A diet that is designed to mimic what our hunter-gatherer ancestors ate thousands of years ago. This type of eating is believed to help ward off chronic disease like obesity, diabetes and heart disease.
This type of eating excludes grains, most dairy products, legumes and processed sugar. Instead it promotes healthy fats, grass-fed meats, eggs, vegetables, fruit, nuts, seeds and natural sweeteners.
Researchers have found that keto and paleo diets score the lowest overall nutritional quality and have some of the highest carbon emissions.
According to a study, keto and paleo diets, as eaten by Americans, are the “least sustainable” and have the lowest overall nutritional quality.
The study, carried out by researchers at Tulane University, compared popular diets on both nutritional quality and environmental impact.
The keto diet (a diet that prioritises high amounts of fat and low amounts of carbs) was estimated to generate almost 3kg of carbon dioxide for every 1,000 calories consumed. Meanwhile, the paleo diet, (a diet that promotes the inclusion of natural fats from pasture-fed livestock, fish and seafood as well as nuts and seeds) received the next lowest diet quality score and also had a high carbon footprint, at 2.6kg of carbon dioxide per 1,000 calories.
The researchers analysed diet quality scores using data from more than 16,000 adult diets collected by the Centers for Disease Control and Prevention’s (CDC) National Health and Nutrition Examination Survey.
Study authors assigned individual diets point values based on the federal Healthy Eating Index and average scores were calculated for those eating each type of diet.

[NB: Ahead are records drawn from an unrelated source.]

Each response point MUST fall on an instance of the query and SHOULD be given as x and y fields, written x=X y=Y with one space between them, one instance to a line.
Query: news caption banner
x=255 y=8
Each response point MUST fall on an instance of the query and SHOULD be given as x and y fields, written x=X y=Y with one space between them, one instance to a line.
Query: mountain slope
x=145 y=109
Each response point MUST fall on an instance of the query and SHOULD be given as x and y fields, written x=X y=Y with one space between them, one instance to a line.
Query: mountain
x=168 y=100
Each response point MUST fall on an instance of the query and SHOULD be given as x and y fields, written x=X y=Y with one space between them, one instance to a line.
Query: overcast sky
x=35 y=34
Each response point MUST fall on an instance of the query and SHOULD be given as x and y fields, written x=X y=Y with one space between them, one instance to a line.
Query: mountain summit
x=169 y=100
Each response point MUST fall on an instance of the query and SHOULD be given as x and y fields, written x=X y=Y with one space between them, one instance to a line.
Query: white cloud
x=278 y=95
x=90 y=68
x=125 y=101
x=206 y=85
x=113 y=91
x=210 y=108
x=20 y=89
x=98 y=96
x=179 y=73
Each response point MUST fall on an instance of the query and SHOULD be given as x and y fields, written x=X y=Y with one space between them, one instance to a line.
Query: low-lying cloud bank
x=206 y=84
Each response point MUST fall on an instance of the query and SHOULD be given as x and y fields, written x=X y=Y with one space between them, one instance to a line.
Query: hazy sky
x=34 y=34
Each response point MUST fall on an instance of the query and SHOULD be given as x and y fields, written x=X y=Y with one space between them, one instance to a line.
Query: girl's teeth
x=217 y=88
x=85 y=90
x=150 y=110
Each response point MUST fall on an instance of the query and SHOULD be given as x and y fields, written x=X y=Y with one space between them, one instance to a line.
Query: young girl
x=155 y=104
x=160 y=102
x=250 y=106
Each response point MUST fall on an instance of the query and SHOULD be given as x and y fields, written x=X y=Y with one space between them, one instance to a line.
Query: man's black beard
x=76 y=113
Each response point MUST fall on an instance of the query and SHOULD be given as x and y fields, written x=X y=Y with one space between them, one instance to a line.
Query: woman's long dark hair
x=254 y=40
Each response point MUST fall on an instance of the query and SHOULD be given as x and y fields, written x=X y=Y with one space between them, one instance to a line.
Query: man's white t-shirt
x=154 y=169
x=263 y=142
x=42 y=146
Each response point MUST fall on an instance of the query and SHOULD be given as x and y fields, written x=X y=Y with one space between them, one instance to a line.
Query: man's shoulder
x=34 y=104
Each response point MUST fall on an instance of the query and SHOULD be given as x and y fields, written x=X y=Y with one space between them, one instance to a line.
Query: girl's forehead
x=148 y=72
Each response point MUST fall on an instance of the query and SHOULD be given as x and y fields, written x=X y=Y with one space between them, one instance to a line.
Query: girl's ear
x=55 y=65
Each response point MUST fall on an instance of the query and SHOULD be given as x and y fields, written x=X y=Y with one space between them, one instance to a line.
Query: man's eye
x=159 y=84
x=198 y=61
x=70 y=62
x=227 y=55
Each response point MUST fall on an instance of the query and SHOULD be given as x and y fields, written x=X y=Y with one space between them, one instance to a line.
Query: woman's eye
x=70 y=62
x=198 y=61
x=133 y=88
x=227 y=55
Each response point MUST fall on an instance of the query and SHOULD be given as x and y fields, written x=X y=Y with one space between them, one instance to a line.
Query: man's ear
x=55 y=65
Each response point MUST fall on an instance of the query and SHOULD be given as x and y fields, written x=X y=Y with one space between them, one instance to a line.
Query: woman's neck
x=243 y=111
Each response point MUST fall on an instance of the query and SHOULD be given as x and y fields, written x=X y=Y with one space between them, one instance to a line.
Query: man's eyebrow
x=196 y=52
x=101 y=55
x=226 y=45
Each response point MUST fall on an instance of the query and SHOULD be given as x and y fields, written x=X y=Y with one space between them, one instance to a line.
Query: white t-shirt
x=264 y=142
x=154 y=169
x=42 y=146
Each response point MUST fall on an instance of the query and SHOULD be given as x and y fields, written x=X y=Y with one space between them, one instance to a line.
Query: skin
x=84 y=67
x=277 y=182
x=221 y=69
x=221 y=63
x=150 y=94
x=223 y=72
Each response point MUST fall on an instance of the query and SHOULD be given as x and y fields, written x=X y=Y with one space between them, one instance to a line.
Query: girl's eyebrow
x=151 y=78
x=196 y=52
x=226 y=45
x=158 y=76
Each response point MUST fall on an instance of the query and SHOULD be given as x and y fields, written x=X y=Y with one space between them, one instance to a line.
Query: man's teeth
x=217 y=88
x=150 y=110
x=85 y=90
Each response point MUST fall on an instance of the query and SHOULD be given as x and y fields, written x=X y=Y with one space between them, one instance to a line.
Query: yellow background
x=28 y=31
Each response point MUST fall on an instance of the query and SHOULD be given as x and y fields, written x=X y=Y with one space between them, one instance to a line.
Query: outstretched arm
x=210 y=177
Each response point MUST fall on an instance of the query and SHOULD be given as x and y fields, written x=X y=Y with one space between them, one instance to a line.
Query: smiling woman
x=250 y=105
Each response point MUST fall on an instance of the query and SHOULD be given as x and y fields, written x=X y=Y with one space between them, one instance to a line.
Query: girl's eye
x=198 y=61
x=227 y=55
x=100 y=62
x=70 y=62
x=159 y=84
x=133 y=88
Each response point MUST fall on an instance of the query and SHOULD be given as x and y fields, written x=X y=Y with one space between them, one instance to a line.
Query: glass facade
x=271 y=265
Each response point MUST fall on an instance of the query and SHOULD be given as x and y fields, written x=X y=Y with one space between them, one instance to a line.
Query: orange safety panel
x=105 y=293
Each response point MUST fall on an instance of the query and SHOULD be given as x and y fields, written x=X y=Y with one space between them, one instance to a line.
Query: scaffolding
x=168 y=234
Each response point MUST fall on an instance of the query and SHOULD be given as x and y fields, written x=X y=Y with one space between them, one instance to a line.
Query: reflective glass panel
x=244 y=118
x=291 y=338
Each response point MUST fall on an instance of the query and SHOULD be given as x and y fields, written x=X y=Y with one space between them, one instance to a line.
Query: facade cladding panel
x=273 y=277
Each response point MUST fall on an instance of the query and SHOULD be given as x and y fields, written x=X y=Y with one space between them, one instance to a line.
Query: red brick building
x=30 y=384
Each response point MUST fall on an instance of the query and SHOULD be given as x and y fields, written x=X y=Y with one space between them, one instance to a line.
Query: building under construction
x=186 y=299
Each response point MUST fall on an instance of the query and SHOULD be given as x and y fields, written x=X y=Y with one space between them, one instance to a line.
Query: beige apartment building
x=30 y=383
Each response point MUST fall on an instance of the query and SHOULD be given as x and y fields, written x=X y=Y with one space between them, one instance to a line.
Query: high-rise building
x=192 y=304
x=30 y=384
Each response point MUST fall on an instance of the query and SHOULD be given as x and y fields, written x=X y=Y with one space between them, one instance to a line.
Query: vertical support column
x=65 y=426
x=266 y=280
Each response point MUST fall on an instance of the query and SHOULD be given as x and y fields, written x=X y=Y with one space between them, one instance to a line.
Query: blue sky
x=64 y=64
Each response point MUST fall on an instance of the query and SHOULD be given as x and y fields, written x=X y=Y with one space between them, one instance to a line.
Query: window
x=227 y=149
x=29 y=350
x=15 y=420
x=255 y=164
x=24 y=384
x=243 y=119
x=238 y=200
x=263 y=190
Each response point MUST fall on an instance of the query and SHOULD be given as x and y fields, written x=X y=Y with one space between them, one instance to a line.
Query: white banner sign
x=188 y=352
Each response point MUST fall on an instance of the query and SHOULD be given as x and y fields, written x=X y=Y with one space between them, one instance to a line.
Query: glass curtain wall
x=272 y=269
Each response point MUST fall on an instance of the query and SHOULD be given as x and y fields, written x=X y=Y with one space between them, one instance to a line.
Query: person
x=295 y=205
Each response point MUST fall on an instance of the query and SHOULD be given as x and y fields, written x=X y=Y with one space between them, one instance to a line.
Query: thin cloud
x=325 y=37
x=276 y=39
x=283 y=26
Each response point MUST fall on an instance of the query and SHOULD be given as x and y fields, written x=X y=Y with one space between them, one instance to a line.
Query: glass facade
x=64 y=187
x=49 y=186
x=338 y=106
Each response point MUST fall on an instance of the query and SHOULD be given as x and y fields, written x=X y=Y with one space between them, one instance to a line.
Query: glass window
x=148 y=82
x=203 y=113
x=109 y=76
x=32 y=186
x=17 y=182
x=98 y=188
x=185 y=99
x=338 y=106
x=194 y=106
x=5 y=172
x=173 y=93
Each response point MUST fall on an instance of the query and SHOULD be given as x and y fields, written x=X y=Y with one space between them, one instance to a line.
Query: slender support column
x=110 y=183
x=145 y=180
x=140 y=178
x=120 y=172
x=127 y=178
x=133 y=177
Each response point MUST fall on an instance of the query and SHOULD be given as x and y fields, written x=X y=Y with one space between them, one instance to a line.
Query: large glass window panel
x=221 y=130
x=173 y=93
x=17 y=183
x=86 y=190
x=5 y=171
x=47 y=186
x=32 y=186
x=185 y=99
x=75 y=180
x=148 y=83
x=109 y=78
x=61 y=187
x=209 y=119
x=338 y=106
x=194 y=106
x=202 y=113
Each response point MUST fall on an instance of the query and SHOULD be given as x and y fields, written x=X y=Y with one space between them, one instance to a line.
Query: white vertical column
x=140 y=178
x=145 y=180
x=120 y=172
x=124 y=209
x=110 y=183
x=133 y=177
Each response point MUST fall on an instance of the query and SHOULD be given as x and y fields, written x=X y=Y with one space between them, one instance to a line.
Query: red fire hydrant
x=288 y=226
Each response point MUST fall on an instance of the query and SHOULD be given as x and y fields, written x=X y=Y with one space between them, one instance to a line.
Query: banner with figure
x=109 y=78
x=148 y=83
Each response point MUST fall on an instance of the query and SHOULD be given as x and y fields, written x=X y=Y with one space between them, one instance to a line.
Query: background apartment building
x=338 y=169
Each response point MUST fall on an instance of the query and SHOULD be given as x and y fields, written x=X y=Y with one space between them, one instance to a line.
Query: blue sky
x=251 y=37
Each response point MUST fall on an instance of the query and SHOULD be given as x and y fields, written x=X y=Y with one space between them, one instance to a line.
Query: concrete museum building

Commenting on the findings, the study’s senior author, Diego Rose, said that while researchers have examined the nutritional impact of keto and paleo diets, this is the “first study” to measure the carbon footprints of each diet, as consumed by US adults, and compare them to other common diets.
“We suspected the negative climate impacts because they’re meat-centric, but no one had really compared all these diets – as they are chosen by individuals, instead of prescribed by experts – to each other using a common framework,” said Rose.
In contrast, the researchers found a vegan diet to be the least impactful on climate, generating 0.7kg of carbon dioxide per 1,000 calories consumed. This is less than a quarter of the impact of the keto diet. The vegan diet was followed by vegetarian and pescatarian diets in increasing impact, according to the researchers.
The pescatarian diet scored highest on nutritional quality of the diets analysed, with vegetarian and vegan diets following behind.
The omnivore diet, represented by 86 percent of survey participants sat in the middle of the pack of both quality and sustainability, with researchers stating that, based on the findings, “if a third of those on omnivore diets began eating a vegetarian diet, on average for any given day, it would be equivalent to eliminating 340 million passenger vehicle miles”.
“Climate change is arguably one of the most pressing problems of our time, and a lot of people are interested in moving to a plant- based diet,” explained Rose.
“Based on our results, that would reduce your footprint and be generally healthy. Our research also shows there’s a way to improve your health and footprint without giving up meat entirely.”
Going forward, Rose said that they still have questions about how to encourage eating habits that are better for people and the planet.
“I think the next question is how would different policies affect outcomes and how could those move us toward healthier, more environmentally friendly diets?”